Challenge 3: Making data enable productivity, not inhibit it

In our experience, analytics organizations often struggle to develop the data-governance and platform practices they need to deliver value. When a clear data strategy is lacking, the data ecosystem will be underdeveloped, making the development of new use cases costly and slow. Key aspects of this challenge include:

Undocumented data sources and multiple sources of truth. Alarmingly, organizational surveys often report that data users don’t believe their company has a clear data-ownership structure or feel confident that data objects are precisely defined or accurate, particularly when it comes to similar objects from different sources. In many cases, organizations have trouble simply establishing whether data exists. It’s also common for the business to have little trust in new data systems, and little comfort in using them.

Unclear access rights and privileges. It’s not unusual for some parts of an organization to limit or block access to data that’s critical for decision making or analytics, often citing data confidentiality or cybersecurity as the reason.

Insufficient tools and capabilities for preparing data for analysis. Many utilities struggle to ingest and curate data efficiently, which increases the time and difficulty of developing new digital tools. When building an analytics product, industry leaders spend no more than 20 to 30 percent of the development time on data cleaning, preparation, and blending—tasks that may take 60 to 80 percent of the time for laggards.

A “build it and they will come” mind-set. Some utilities commit to major projects in building data platforms or datastorage infrastructure in the belief that once data is available, the business will want to use it. But they can end up investing tens of millions of dollars in new systems without any real business benefits to show for it.

Best-in-class data-governance practices allow industry leaders to fast-track value capture by:

Defining a target data structure that is aligned with the organization’s needs, enforces standardization, and serves as a catalog providing a sound basis for key use cases. To manage this data structure, organizations need to align on clear dataownership and governance policies—who has access to what data—that are respected and enforced across the organization.

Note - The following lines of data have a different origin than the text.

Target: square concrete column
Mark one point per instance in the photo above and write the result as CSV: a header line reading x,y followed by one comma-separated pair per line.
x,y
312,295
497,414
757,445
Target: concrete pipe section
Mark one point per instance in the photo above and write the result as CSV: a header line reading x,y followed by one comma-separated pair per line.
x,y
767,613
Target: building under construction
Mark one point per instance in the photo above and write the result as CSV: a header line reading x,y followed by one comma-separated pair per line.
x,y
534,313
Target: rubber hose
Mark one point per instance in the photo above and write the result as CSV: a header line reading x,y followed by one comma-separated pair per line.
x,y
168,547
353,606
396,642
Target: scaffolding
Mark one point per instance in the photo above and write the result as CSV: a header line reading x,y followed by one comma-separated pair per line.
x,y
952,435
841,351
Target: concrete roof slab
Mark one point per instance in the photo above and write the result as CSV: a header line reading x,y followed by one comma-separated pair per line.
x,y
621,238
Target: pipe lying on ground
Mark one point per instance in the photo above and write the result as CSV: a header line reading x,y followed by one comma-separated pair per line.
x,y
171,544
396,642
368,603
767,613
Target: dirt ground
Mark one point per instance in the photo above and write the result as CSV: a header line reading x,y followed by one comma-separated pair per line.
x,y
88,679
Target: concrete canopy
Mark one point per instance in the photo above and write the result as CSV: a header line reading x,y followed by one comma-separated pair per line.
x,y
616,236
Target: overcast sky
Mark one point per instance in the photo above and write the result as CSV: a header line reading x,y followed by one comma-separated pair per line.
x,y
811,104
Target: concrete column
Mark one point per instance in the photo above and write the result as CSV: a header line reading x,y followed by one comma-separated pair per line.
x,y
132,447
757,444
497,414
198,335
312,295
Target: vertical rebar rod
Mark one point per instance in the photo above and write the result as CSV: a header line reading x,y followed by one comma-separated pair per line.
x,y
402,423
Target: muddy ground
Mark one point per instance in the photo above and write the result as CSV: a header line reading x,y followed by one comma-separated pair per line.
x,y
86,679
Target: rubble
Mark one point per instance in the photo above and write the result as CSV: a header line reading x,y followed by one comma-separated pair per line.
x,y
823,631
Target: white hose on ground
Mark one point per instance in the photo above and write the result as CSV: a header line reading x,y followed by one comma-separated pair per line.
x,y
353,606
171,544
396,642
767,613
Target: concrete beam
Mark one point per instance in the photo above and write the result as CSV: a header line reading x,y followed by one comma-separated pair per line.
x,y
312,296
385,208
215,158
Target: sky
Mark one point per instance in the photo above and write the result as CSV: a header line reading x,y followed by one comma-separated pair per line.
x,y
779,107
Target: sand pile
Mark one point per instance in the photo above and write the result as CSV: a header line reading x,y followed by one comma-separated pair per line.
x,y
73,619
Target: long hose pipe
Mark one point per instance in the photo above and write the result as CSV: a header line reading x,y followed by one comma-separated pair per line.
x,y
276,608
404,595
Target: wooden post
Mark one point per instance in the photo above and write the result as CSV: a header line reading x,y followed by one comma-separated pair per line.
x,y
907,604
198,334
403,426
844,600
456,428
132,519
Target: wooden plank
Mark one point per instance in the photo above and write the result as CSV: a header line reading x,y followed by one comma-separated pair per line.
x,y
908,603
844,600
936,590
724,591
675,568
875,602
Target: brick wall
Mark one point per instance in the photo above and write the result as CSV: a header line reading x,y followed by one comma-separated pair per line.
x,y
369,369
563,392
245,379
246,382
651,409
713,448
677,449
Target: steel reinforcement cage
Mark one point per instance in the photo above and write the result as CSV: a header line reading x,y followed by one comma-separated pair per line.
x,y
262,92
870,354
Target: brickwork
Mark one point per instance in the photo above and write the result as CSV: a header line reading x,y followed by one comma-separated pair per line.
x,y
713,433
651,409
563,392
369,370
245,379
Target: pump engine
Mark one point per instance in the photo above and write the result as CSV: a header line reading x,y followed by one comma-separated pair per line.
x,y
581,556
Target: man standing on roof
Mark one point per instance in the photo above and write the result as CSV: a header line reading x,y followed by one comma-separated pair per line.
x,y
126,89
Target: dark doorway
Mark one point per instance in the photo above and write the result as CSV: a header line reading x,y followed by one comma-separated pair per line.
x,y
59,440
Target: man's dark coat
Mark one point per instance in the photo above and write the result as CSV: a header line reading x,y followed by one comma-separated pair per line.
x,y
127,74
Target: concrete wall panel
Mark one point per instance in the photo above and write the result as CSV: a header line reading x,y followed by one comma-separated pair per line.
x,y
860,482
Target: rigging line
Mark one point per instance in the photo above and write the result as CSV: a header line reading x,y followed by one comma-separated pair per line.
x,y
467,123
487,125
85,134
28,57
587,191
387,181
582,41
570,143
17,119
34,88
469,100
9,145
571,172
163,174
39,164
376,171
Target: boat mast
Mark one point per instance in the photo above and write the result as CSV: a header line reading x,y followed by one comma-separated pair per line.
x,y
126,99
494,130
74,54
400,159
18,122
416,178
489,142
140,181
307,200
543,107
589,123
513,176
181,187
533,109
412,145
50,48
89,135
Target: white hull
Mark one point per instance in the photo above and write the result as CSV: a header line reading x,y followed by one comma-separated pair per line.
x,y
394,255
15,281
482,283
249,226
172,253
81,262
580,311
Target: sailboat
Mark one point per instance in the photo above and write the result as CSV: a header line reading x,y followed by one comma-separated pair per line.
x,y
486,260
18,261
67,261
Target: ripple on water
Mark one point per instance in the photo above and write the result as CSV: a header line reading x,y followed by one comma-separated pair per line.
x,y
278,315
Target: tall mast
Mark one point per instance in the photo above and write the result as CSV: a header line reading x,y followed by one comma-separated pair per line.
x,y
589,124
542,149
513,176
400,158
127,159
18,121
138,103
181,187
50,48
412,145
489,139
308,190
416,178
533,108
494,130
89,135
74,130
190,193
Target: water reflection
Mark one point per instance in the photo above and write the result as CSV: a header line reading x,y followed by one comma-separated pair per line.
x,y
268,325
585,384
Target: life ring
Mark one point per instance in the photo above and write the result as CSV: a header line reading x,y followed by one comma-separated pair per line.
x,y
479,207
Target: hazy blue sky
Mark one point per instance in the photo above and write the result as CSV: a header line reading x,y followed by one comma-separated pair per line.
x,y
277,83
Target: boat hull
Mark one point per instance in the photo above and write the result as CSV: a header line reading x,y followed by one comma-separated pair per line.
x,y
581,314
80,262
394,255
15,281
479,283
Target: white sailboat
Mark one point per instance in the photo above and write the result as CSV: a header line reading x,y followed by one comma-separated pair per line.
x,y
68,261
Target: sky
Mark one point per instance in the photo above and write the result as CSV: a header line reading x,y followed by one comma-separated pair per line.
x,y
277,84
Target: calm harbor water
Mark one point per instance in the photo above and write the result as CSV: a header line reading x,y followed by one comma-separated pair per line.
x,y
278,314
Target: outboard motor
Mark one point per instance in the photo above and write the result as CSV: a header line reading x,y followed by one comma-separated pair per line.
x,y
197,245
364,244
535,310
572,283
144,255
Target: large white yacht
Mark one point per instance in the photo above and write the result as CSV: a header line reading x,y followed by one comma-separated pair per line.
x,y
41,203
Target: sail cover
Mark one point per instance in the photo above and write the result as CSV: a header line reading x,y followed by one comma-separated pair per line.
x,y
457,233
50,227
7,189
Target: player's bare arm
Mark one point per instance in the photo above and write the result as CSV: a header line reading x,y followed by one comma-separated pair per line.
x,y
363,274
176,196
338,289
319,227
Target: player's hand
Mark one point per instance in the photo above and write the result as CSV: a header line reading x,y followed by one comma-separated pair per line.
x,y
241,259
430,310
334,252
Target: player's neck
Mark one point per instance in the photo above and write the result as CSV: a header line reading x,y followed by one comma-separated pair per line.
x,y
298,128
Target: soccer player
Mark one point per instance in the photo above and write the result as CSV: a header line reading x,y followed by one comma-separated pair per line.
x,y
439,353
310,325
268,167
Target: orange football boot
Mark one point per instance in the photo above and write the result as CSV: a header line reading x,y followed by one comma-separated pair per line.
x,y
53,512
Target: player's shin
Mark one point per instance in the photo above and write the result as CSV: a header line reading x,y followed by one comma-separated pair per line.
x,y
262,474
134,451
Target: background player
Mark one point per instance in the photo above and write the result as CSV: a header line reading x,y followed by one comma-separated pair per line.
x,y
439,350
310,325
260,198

Using an agile approach to build the data platform and defining a minimum viable product (MVP) that delivers just enough functionality to allow the first few products to be developed. An MVP often relies on quickly deployable open-source technologies, easily obtained data, and tools such as Tableau and Alteryx that speed up the production of a proof of concept. More advanced or specialized components and data are often added iteratively in future releases.

Do

  • Define organization-wide processes and rules for data curation, documentation, sharing, and ownership
  • Develop and maintain a central catalog of data
  • Develop a data strategy that supports the wider analytics strategy

Don’t

  • Have unclear data rights and governance
  • Skimp on investments in data-cleansing, processing, and visualization capabilities
  • Invest heavily in collecting and cleaning data before starting to develop individual use cases

Challenge 4: Embedding analytics transformation in your culture and organization

A successful advanced analytics transformation depends on the right culture and organization. That means cross-functional teams working through short, iterative, test-and-learn cycles—an unfamiliar prospect for utilities accustomed to long development timelines. Navigating this transition will involve:

Creating an environment conducive to experimentation and learning while taking care not to jeopardize strategic pillars such as reliability and customer satisfaction. Adopting agile practices and launching short sprints to test new ideas in the real world (rather than debating them in theory) can often feel uncomfortable at first—but falling back on rigid waterfall processes will result in endless planning iterations, blown deadlines, persisting pain points, and a failure to create value.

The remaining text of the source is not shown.